Namun dalam sejarahnya, pendirian negara Yahudi Israel tidak memiliki dasar historis yang kuat. Sejarah mencatat, bangsa Yahudi tidak pernah memiliki negara sendiri. Dari sisi teologis, tidak ada satu pun perintah dalam kitab suci mereka yang memerintahkan pendirian negara tersebut. Meski begitu, Dr. Theodor Herzl sebagai penggagas ide negara Yahudi tetap memaksa maju. Ia membentuk komunitas Yahudi Zionis melalui Kongres Basel tahun 1897, yang mengesahkan cita-cita berdirinya "Jewish State".

Dalam mewujudkan ambisinya, Herzl sempat mengincar wilayah Uganda atau Argentina. Namun, akhirnya mereka melihat Palestina sebagai lokasi paling potensial karena sudah ada komunitas Zionis di sana. Mereka berharap Gunung Zion bisa menjadi pusat spiritual Yahudi, sehingga memperkuat dukungan massa dan klaim keagamaan mereka.

Upaya Herzl dimulai tahun 1892 ketika ia menghadap Sultan Abdul Hamid II untuk meminta izin tinggal di Palestina. Namun, permintaan itu ditolak keras. Ia kecewa, tetapi tidak menyerah. Pada 1896, ia kembali menghadap Sultan untuk meminta izin mendirikan gedung di Al-Quds. Lagi-lagi ditolak dengan tegas. Sultan menegaskan bahwa wilayah tersebut adalah milik kaum Muslimin.

Pada tahun 1902, Herzl kembali untuk ketiga kalinya dengan membawa tawaran suap dalam jumlah besar: 150 juta poundsterling untuk keperluan pribadi Sultan, pelunasan seluruh utang negara, pembangunan kapal induk, serta pinjaman tanpa bunga sebesar 5 juta poundsterling. Namun Sultan menolaknya mentah-mentah. Herzl bahkan tidak diberi kesempatan bertemu langsung. Sultan hanya mengirim perdana menterinya untuk menyampaikan bahwa sejengkal tanah Palestina pun tidak akan dijual, karena itu bukan milik pribadi, melainkan milik umat Islam.

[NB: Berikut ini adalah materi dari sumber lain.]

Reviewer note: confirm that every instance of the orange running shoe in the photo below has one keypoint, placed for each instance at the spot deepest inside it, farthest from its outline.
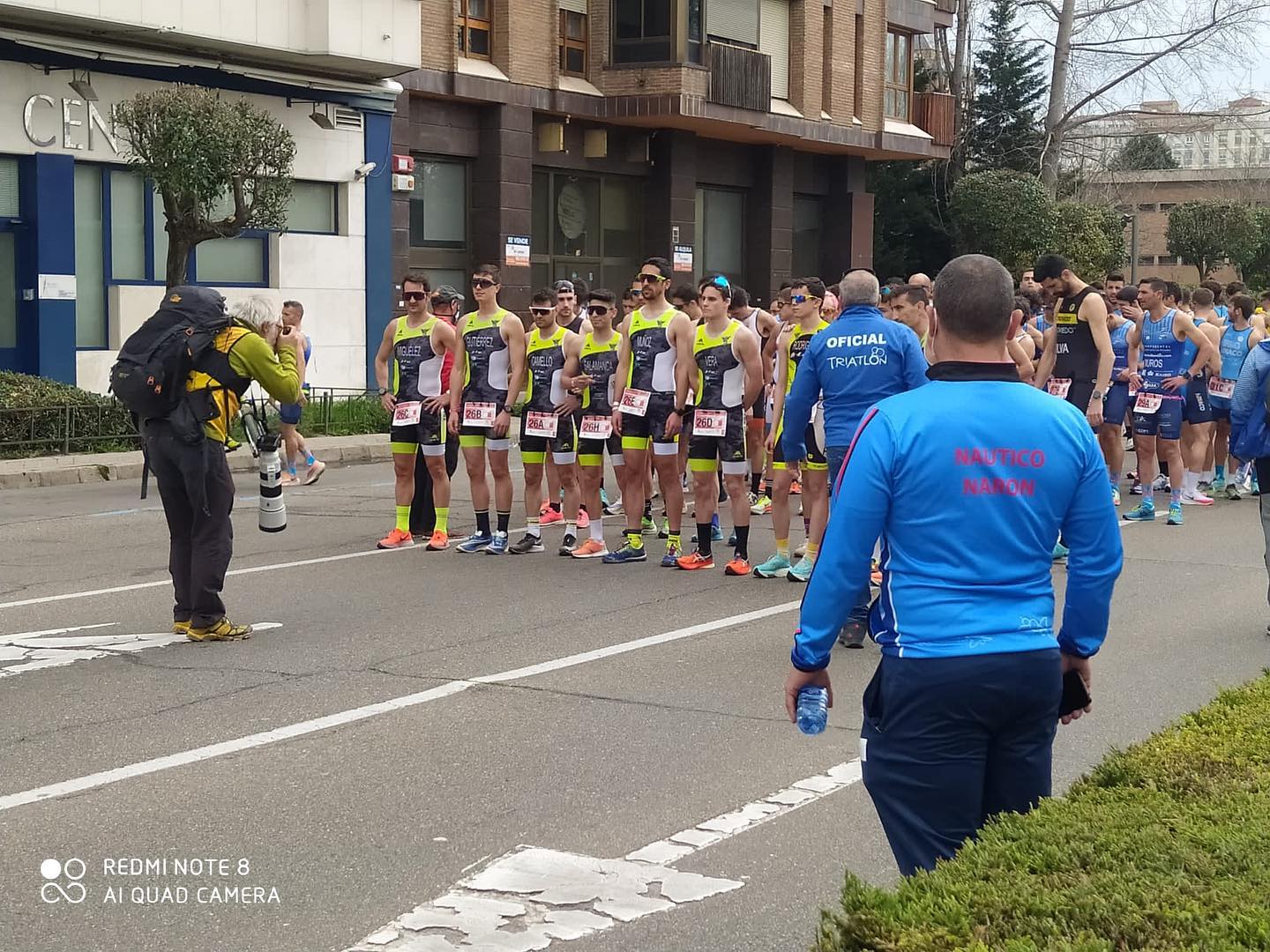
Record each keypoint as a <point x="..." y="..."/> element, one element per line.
<point x="591" y="548"/>
<point x="691" y="562"/>
<point x="397" y="539"/>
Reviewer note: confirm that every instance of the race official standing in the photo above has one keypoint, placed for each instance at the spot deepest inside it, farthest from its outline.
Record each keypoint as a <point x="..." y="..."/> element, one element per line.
<point x="859" y="360"/>
<point x="968" y="481"/>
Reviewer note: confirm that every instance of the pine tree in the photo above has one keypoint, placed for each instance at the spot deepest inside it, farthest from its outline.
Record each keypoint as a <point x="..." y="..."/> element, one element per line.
<point x="1006" y="127"/>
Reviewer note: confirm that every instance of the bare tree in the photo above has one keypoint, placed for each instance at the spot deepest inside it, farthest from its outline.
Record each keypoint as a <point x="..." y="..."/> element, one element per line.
<point x="1108" y="43"/>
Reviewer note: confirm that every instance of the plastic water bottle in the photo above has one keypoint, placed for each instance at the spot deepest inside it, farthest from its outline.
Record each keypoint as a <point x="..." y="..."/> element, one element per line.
<point x="813" y="709"/>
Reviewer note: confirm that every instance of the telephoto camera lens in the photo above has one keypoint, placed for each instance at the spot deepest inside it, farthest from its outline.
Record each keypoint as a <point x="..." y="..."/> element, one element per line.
<point x="273" y="507"/>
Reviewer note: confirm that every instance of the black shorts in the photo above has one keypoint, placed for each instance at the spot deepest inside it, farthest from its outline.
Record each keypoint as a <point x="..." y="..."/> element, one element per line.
<point x="816" y="457"/>
<point x="638" y="432"/>
<point x="1199" y="406"/>
<point x="430" y="433"/>
<point x="704" y="452"/>
<point x="563" y="444"/>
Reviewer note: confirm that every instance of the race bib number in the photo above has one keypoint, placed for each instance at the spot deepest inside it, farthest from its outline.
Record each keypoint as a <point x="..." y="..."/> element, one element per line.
<point x="634" y="401"/>
<point x="1059" y="386"/>
<point x="481" y="414"/>
<point x="710" y="423"/>
<point x="597" y="428"/>
<point x="407" y="414"/>
<point x="1218" y="386"/>
<point x="540" y="424"/>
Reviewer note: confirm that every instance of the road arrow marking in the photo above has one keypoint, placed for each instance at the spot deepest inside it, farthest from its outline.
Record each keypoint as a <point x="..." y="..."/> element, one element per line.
<point x="533" y="896"/>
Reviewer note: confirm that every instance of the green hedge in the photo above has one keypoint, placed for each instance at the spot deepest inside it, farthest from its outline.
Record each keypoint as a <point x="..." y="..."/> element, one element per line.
<point x="1165" y="845"/>
<point x="41" y="417"/>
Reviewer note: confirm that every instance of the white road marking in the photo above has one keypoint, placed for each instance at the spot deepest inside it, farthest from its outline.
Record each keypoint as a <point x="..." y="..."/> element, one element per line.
<point x="531" y="896"/>
<point x="361" y="714"/>
<point x="38" y="651"/>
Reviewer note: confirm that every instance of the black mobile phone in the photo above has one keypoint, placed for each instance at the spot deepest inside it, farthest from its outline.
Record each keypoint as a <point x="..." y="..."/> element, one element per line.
<point x="1076" y="695"/>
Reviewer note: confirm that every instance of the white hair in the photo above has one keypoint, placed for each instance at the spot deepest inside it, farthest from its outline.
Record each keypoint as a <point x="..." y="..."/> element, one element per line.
<point x="859" y="287"/>
<point x="256" y="311"/>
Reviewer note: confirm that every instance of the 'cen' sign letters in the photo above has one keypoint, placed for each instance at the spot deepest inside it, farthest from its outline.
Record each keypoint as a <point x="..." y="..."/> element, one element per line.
<point x="40" y="123"/>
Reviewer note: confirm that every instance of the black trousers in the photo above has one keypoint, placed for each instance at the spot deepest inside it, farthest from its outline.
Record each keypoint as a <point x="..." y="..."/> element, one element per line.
<point x="423" y="513"/>
<point x="197" y="493"/>
<point x="947" y="743"/>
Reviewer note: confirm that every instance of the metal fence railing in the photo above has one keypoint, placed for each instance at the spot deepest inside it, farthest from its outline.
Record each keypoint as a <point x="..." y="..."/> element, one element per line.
<point x="107" y="427"/>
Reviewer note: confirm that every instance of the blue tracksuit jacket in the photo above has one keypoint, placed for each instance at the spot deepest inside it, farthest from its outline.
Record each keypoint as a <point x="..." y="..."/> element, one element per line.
<point x="968" y="481"/>
<point x="855" y="362"/>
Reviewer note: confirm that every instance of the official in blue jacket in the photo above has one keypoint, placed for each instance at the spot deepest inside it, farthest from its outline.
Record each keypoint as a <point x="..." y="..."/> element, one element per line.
<point x="1250" y="428"/>
<point x="862" y="358"/>
<point x="968" y="481"/>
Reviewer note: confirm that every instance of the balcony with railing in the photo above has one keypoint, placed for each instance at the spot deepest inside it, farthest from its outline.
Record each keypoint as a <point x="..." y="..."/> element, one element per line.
<point x="934" y="115"/>
<point x="741" y="78"/>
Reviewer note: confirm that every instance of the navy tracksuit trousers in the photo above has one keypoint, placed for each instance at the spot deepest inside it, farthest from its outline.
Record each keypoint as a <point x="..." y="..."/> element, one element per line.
<point x="950" y="741"/>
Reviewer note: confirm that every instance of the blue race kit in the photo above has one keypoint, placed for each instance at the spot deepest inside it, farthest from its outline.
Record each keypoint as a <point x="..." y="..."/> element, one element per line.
<point x="855" y="362"/>
<point x="968" y="481"/>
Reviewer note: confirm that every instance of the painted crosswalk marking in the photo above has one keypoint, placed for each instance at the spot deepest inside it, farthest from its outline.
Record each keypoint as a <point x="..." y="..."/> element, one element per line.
<point x="54" y="648"/>
<point x="531" y="896"/>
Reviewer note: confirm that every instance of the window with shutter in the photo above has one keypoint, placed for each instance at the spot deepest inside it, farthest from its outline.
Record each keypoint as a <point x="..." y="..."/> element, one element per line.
<point x="773" y="40"/>
<point x="736" y="20"/>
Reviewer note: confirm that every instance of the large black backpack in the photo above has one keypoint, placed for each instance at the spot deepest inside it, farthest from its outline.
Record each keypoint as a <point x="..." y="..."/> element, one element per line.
<point x="149" y="377"/>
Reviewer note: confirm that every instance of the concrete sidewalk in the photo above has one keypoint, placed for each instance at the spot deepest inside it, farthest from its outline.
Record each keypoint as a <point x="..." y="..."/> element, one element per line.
<point x="100" y="467"/>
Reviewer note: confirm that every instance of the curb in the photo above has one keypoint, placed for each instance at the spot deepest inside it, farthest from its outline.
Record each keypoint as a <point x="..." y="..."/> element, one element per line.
<point x="116" y="467"/>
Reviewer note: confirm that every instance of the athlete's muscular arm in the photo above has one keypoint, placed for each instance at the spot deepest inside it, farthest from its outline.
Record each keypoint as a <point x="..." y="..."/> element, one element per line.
<point x="681" y="337"/>
<point x="748" y="353"/>
<point x="442" y="343"/>
<point x="1203" y="354"/>
<point x="571" y="401"/>
<point x="513" y="333"/>
<point x="456" y="378"/>
<point x="1021" y="361"/>
<point x="782" y="363"/>
<point x="620" y="375"/>
<point x="571" y="376"/>
<point x="1048" y="357"/>
<point x="381" y="365"/>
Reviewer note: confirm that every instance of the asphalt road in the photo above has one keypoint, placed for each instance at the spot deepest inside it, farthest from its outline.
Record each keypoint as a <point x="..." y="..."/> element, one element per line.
<point x="471" y="707"/>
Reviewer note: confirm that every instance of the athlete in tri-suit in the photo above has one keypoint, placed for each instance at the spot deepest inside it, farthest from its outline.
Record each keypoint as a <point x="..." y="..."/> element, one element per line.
<point x="728" y="380"/>
<point x="651" y="401"/>
<point x="415" y="346"/>
<point x="490" y="351"/>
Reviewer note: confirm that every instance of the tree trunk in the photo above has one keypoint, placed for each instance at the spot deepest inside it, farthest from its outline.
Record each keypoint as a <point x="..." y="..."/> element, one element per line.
<point x="1057" y="100"/>
<point x="178" y="259"/>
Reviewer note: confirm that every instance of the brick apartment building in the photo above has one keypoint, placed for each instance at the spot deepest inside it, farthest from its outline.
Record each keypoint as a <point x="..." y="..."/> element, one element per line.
<point x="727" y="135"/>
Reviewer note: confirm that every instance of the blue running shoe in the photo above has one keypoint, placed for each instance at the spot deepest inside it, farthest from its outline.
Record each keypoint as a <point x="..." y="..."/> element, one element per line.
<point x="476" y="542"/>
<point x="800" y="571"/>
<point x="626" y="554"/>
<point x="1143" y="512"/>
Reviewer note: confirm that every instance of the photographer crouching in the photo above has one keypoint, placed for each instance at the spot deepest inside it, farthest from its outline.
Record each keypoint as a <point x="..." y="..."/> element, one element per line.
<point x="213" y="358"/>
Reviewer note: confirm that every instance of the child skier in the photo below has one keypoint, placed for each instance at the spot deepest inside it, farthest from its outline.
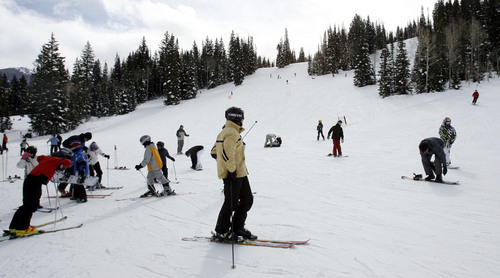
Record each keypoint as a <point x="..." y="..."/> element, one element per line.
<point x="337" y="135"/>
<point x="32" y="190"/>
<point x="153" y="161"/>
<point x="448" y="135"/>
<point x="195" y="153"/>
<point x="94" y="165"/>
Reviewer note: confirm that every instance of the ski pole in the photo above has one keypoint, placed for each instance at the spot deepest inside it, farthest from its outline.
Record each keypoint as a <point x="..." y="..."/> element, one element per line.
<point x="150" y="186"/>
<point x="175" y="173"/>
<point x="249" y="130"/>
<point x="47" y="187"/>
<point x="232" y="223"/>
<point x="107" y="170"/>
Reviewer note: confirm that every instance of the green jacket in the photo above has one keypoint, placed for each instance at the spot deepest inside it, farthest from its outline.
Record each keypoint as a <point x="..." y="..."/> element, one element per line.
<point x="229" y="151"/>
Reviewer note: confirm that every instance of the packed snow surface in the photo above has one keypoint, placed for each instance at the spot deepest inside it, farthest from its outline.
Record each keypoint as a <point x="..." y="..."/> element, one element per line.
<point x="362" y="219"/>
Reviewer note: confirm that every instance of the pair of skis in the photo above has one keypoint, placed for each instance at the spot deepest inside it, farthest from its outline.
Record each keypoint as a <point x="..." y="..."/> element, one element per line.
<point x="419" y="177"/>
<point x="151" y="196"/>
<point x="259" y="242"/>
<point x="8" y="236"/>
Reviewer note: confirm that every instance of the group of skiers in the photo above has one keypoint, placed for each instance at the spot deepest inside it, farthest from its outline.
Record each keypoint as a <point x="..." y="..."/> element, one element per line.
<point x="337" y="134"/>
<point x="74" y="159"/>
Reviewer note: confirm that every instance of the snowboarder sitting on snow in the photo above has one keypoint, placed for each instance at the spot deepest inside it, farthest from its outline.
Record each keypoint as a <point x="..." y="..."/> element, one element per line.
<point x="429" y="147"/>
<point x="32" y="190"/>
<point x="195" y="153"/>
<point x="153" y="160"/>
<point x="94" y="165"/>
<point x="448" y="135"/>
<point x="272" y="141"/>
<point x="163" y="155"/>
<point x="229" y="152"/>
<point x="78" y="143"/>
<point x="337" y="135"/>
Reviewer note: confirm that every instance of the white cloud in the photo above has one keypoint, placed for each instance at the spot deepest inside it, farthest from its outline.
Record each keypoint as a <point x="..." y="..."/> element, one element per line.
<point x="114" y="27"/>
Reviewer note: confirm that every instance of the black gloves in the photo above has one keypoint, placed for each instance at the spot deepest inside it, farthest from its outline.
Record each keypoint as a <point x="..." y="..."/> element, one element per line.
<point x="231" y="175"/>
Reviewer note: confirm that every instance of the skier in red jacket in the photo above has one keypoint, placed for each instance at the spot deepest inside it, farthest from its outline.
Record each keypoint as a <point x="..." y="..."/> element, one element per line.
<point x="32" y="190"/>
<point x="475" y="96"/>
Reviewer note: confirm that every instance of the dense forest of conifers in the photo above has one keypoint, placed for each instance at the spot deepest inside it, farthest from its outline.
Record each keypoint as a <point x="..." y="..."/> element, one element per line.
<point x="460" y="41"/>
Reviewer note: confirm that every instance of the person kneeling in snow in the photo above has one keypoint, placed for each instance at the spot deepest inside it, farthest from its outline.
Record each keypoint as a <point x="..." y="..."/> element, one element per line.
<point x="429" y="147"/>
<point x="153" y="160"/>
<point x="272" y="141"/>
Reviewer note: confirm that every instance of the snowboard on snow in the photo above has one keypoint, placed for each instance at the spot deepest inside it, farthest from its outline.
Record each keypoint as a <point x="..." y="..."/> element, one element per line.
<point x="60" y="177"/>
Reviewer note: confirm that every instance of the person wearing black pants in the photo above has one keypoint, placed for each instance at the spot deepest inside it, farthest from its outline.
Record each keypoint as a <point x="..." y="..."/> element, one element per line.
<point x="242" y="201"/>
<point x="32" y="191"/>
<point x="229" y="151"/>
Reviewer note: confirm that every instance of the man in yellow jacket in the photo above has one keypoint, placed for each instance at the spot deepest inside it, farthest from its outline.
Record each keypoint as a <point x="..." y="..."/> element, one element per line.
<point x="229" y="151"/>
<point x="153" y="160"/>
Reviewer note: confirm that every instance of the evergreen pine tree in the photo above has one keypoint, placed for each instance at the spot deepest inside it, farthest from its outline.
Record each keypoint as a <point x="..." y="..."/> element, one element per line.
<point x="48" y="91"/>
<point x="386" y="81"/>
<point x="5" y="122"/>
<point x="401" y="69"/>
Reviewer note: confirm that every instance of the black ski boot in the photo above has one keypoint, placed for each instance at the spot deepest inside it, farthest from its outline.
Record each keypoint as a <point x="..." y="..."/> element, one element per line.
<point x="246" y="234"/>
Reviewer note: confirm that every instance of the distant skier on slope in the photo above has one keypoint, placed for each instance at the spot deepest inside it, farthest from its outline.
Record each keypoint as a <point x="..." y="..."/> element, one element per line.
<point x="475" y="96"/>
<point x="319" y="128"/>
<point x="195" y="152"/>
<point x="337" y="135"/>
<point x="152" y="159"/>
<point x="429" y="147"/>
<point x="448" y="135"/>
<point x="94" y="166"/>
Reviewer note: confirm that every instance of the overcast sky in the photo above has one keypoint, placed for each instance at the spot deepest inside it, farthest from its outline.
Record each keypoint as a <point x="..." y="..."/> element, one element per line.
<point x="118" y="26"/>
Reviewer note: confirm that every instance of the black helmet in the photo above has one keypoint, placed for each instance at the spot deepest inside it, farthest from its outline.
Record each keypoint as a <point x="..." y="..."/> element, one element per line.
<point x="32" y="150"/>
<point x="235" y="114"/>
<point x="64" y="153"/>
<point x="94" y="146"/>
<point x="424" y="145"/>
<point x="145" y="139"/>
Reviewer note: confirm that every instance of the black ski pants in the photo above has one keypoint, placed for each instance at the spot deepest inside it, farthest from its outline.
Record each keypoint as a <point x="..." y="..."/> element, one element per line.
<point x="32" y="191"/>
<point x="97" y="169"/>
<point x="239" y="191"/>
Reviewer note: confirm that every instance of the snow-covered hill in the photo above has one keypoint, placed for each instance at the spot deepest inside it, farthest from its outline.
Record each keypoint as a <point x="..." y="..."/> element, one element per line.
<point x="362" y="218"/>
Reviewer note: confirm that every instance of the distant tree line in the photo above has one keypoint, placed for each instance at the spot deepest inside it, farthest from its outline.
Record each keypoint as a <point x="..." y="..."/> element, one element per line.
<point x="461" y="44"/>
<point x="57" y="101"/>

Pasca runtuhnya Khilafah Turki Utsmani tahun 1924, kaum Yahudi Zionis mencaplok Palestina dengan lebih leluasa dengan bantuan Inggris, tanpa ada kekuatan yang mampu menghalangi. Mereka menjatuhkan ratusan ton bom, melakukan ratusan kali serangan darat dan udara, serta mengabaikan puluhan resolusi PBB.

Dalam kurun waktu kurang dari dua tahun sejak peristiwa Thufan Al-Aqsha 7 Oktober 2023, Israel telah menghancurkan ribuan kilometer jalan, rumah, masjid, gereja, bahkan mengebom kamp-kamp pengungsi. Biadab! Na'udzubillah min dzalik. Untuk memulihkan kondisi seperti semula, diperkirakan dibutuhkan waktu lebih dari 50 tahun. Hingga kini, sudah 50.846 warga Palestina gugur sebagai syuhada. Sejak pendudukan Israel pada 1947 pasca Perjanjian Balfour, jutaan warga Palestina telah kehilangan nyawa. Miris, kebiadaban Israel telah melampaui batas kewarasan. Ironi terbesar adalah bahwa semua ini terjadi di depan mata dunia, tanpa ada bantuan berarti dari saudara seiman sekalipun.


Solusi Islam

Perlu dipahami bahwa tanah Palestina adalah tanah kharajiyah, yaitu tanah yang diperoleh melalui penaklukan oleh Khalifah Umar bin Khattab radhiyallahu 'anhu berabad-abad lalu. Artinya, tanah Palestina adalah milik umat Islam hingga hari kiamat.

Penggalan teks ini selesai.